Sospetta compressione del nervo pudendo

    DOMANDA

    Buonasera dottore,

    sono un ragazzo di 22 anni che da un mese abbondante soffre continuamente di alcuni sintomi che, da quanto ho appreso sul web (tra l’altro anche in un articolo in cui Lei veniva menzionato) , potrebbero essere collegati ad una nevralgia del pudendo. I maggiori sintomi che sento sono:

    1) sensazione di gonfiore nel tratto tra la parte iniziale del pene e l’ano, come se avessi un corpo estraneo nel retto (soprattutto da seduto, ma anche in posizione eretta);

    2) a volte, bruciore nello stesso tratto;

    3) riduzione della sensibilità in quel tratto (il che ha implicato anche difficoltà nel mantenere l’erezione durante il rapporto sessuale);

    4) sensazione di gonfiore nel basso ventre

    5) a volte, fuoriuscita di sperma durante la defecazione.

    Le volevo chiedere se questi sintomi possono essere associati a questa patologia, sottolineando che durante il sonno tutti questi sintomi svaniscono e riappaiono regolarmente ogni mattina fino a quando mi corico.

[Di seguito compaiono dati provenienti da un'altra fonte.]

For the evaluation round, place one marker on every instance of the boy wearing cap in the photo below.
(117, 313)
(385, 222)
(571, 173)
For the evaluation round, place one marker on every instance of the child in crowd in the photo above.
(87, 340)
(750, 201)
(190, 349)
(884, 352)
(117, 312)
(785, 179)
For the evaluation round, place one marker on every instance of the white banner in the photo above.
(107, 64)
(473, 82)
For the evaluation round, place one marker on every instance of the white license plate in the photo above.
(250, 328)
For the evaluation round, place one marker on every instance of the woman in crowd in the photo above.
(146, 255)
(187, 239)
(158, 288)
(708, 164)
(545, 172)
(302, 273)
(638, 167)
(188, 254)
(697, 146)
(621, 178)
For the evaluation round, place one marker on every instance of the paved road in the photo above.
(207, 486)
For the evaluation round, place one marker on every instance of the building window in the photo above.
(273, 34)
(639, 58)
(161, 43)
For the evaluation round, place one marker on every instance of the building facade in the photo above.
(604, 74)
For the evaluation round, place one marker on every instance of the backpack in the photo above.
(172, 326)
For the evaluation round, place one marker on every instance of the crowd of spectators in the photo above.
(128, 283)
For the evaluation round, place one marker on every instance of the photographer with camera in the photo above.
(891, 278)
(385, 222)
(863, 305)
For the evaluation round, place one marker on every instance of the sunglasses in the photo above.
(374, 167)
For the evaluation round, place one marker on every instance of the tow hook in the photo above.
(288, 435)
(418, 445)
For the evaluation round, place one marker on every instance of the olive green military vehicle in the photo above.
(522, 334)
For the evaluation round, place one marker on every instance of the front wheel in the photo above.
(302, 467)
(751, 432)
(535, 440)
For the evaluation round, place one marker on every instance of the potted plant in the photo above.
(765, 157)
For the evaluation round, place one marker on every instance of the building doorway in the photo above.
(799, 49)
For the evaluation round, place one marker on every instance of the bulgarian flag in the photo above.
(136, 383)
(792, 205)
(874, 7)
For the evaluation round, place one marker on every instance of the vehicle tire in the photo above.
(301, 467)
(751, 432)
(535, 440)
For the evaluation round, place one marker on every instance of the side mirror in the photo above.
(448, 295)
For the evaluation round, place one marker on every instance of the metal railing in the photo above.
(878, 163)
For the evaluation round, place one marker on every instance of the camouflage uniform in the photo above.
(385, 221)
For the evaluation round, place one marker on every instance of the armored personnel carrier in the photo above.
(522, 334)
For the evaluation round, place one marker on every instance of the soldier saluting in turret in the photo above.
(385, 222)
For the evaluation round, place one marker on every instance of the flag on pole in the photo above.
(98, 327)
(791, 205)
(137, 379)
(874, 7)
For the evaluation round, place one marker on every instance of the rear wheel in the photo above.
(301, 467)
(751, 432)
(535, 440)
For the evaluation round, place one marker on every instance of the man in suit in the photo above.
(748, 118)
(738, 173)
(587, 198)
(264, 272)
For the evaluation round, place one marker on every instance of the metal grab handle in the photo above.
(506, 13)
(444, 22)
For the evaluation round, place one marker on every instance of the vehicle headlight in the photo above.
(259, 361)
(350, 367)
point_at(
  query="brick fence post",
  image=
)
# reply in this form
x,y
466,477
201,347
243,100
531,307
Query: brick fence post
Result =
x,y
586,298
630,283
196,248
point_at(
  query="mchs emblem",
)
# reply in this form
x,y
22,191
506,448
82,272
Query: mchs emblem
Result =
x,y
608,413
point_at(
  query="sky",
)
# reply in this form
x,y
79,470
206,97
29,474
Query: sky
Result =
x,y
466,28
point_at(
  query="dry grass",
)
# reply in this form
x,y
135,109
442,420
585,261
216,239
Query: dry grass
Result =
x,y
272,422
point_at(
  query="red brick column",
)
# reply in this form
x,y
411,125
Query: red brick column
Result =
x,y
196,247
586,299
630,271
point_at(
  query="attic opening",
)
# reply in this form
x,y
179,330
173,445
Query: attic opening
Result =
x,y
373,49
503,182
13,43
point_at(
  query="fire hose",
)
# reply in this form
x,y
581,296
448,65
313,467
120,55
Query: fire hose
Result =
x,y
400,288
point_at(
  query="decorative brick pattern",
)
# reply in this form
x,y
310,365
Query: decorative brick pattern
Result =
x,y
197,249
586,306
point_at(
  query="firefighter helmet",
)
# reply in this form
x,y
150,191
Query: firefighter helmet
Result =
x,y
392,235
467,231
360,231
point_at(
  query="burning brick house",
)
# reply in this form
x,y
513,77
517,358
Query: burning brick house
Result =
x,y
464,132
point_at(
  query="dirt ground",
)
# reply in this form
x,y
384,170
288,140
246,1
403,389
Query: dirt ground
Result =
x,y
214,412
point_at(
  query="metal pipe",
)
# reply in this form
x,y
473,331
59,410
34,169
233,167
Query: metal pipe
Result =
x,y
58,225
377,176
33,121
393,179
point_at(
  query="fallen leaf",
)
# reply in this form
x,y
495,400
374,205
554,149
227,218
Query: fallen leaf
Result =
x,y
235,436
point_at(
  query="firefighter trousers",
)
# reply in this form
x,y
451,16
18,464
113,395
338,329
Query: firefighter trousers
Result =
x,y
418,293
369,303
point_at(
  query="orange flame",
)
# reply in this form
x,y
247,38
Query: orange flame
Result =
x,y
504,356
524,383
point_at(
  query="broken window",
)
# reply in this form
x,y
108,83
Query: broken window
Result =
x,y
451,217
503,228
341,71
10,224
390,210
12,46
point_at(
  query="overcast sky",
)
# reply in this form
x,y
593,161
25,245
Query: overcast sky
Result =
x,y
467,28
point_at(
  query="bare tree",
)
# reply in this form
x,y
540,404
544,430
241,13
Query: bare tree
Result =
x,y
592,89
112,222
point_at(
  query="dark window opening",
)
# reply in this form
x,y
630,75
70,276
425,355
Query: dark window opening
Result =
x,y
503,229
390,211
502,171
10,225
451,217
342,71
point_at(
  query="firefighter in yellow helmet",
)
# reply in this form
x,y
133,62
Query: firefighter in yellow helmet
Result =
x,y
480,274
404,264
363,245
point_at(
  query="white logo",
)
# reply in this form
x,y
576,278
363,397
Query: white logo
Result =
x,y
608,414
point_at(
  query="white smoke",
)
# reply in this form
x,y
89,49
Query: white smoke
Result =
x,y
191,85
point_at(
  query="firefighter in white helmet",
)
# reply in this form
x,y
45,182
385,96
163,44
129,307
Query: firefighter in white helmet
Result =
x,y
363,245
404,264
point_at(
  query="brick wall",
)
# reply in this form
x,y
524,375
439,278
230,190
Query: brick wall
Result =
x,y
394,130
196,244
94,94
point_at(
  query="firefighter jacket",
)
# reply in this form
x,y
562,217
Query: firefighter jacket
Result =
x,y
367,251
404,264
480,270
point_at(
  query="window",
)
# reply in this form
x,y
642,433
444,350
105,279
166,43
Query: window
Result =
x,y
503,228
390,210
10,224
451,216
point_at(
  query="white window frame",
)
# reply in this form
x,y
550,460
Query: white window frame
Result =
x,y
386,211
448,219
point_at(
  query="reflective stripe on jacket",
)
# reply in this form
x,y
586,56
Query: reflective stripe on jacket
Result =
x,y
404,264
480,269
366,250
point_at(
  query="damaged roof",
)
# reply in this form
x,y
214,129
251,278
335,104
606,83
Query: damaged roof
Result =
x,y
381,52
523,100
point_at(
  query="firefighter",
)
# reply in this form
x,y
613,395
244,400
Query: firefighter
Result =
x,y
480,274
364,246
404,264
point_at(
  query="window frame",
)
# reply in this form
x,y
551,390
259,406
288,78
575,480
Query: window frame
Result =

    La ringrazio in anticipo.

    RISPOSTA

    questi sintomi sono compatibili con quella sindrome di neuropatia del pudendo che deriva da un intrappolamento lungo il suo (tortuoso) decorso. Ma è assolutamente caratteristico di quella patologia canaliculare il carattere “posizionale” dei sintomi dolorosi, ovvero il loro presentarsi in posizione assisa e il loro scomparire in decubito (mentre per la stazione eretta c’è un subgruppo di pazienti che ha il dolore e un altro subgruppo che non ha invece dolore). Se lei si identifica con questo carattere “posiziionale” del dolore, allora, effettivamente, ha un nevralgia del pudendo e la sua patologia è un intrappolamanto di quello. Dimenticavo di dire che per tale diagnosi occorre che 1) non vi sia un problema infiammatorio locale e che, 2) la TAC della pelvi sia negativa poer masse occupanti spazio.